A Globo realmente tem se esforçado em criar conteúdos originais para o seu streaming, a Globoplay. A série “Desalma” segue a estratégia da emissora de explorar gêneros incomuns às produções nacionais, aqui, no caso, o terror, ampliando sua cartela de produções. A trama do programa gira em torno de bruxaria e vingança em uma cidade pequena colonizada por ucranianos no interior do sul do Brasil.
Indo e vindo no tempo, “Desalma” se divide em duas linhas temporais. Em 1988, um grupo de jovens se vê envolvido em uma trama de assassinato de uma garota, a filha da bruxa da cidade Brígida. Trinta anos depois, as famílias envolvidas no mistério são assombradas pelo passado, com direito a crianças possuídas, fenômenos sobrenaturais, histórias mitológicas, transmigração de alma, porcos que desaparecem e uma Cássia Kiss usando uma longa peruca de cabelos brancos.

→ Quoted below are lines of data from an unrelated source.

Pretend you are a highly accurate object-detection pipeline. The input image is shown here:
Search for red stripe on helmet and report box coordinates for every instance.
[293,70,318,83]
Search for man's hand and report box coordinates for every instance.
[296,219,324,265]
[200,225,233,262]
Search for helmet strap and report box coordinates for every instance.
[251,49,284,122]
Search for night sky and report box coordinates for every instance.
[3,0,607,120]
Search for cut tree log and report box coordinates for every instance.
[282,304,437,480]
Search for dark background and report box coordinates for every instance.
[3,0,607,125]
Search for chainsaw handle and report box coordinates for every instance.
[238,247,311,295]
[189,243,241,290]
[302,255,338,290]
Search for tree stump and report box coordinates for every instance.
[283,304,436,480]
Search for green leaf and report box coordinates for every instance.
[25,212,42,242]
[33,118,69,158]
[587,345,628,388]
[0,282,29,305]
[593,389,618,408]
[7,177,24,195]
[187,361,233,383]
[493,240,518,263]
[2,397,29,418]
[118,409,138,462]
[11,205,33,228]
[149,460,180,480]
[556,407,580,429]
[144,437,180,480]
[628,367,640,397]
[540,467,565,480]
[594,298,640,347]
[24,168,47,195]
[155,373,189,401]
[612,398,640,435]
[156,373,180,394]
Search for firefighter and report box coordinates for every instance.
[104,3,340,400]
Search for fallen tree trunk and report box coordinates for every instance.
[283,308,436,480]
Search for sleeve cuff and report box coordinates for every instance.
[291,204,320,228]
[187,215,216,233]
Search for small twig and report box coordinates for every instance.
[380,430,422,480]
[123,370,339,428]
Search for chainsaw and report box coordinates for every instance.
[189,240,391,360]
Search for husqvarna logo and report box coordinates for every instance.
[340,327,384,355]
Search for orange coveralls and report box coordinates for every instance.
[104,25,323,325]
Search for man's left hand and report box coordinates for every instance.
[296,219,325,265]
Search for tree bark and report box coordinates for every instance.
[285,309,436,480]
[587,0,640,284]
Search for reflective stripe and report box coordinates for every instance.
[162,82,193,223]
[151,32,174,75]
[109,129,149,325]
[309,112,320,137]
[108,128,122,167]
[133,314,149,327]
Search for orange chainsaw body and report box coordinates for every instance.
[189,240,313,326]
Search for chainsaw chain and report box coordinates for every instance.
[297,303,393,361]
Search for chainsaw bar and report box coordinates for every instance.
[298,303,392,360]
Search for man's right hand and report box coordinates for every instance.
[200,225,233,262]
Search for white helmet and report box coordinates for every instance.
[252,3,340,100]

A trama é boba e vai se desenvolvendo da forma mais previsível possível, mas o maior problema da série é, justamente, a inexperiência do audiovisual brasileiro em relação à encenação do gênero, algo que fica visível na tela. O resultado dessa mistura de elementos de horror é irregular, com atrizes experientes como Cássia Kiss, Cláudia Abreu e Maria Ribeiro patinando em diálogos constrangedores, com o elenco de apoio seguindo a mesma linha e caprichando nas atuações impostadas.
A encenação também é dura, às vezes marcada demais, não parecendo espontânea e fluída. Essa opção por uma austeridade que parece forçada dá a impressão de que os diretores e os produtores querem que o público realmente leve a trama a sério. Mas fica difícil, ainda mais porque a narrativa do passado e do presente é cheia de buracos, ora parecendo arrastada demais, ora com as coisas se desenvolvendo de forma apressada.

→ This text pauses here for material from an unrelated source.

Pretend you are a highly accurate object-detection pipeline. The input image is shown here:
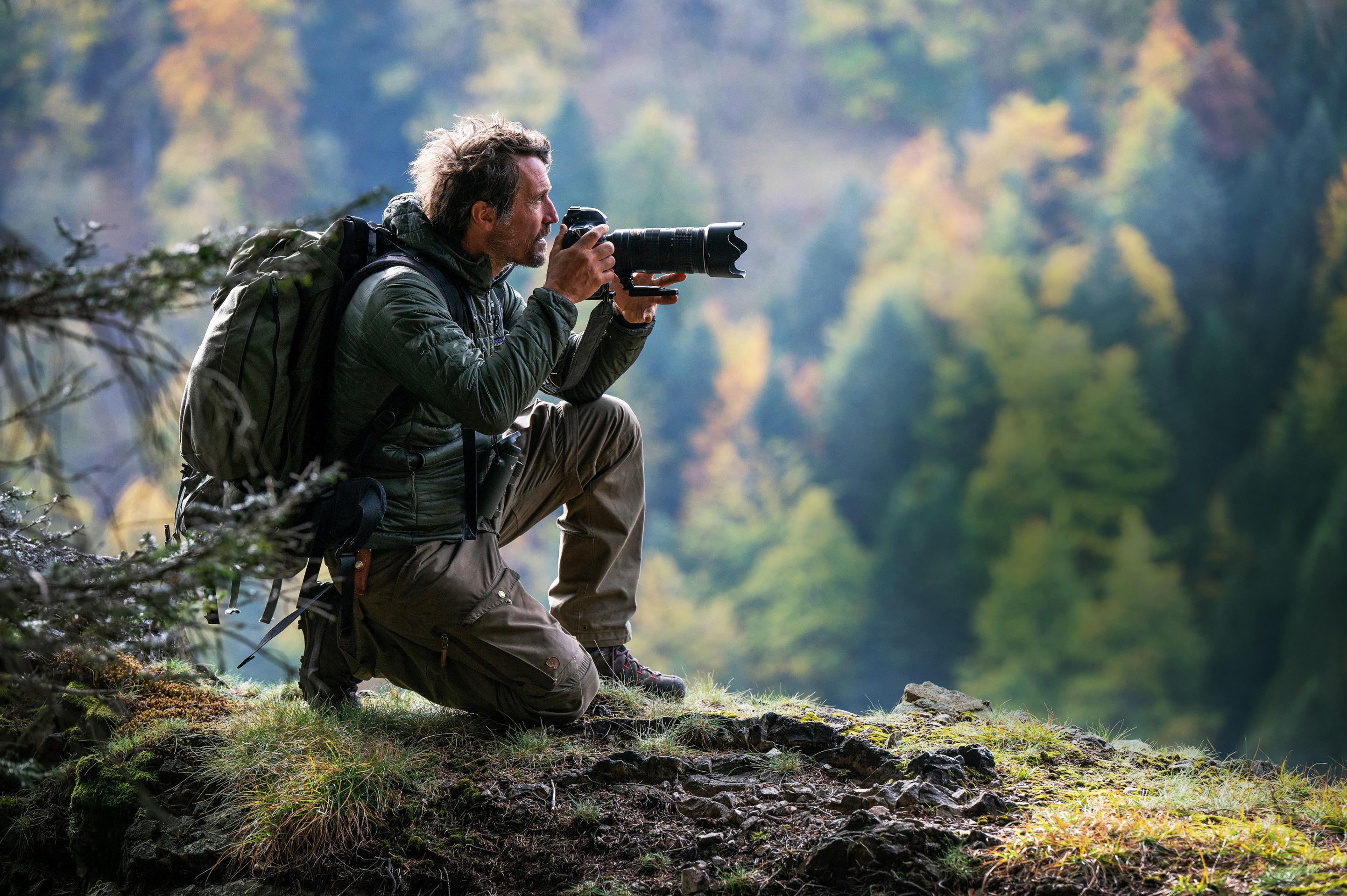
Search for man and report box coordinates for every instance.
[311,119,685,724]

Os primeiros episódios, por exemplo, se perdem em detalhes da cultura e mitologia ucraniana que nada acrescentam à trama. A série insiste em citar a tragédia de Chernobyl algumas vezes sem nenhum propósito. Enquanto isso, outros detalhes da história são deixados de lado, com várias cenas que deveriam acontecer para tornar a narrativa mais clara simplesmente não acontecendo, com personagens apenas contando situações que deveriam ser mostradas ao espectador, ou imagens que estão lá só para causar impacto (como a cena em que uma garotinha fica na frente de uma TV à lá “Poltergeist”, sem nenhum sentido lógico no plot). Ao mesmo tempo, a série sofre com um certo didatismo, com alguns elementos da trama sendo repetidos exaustivamente ou explicados de forma preguiçosa e sem graça.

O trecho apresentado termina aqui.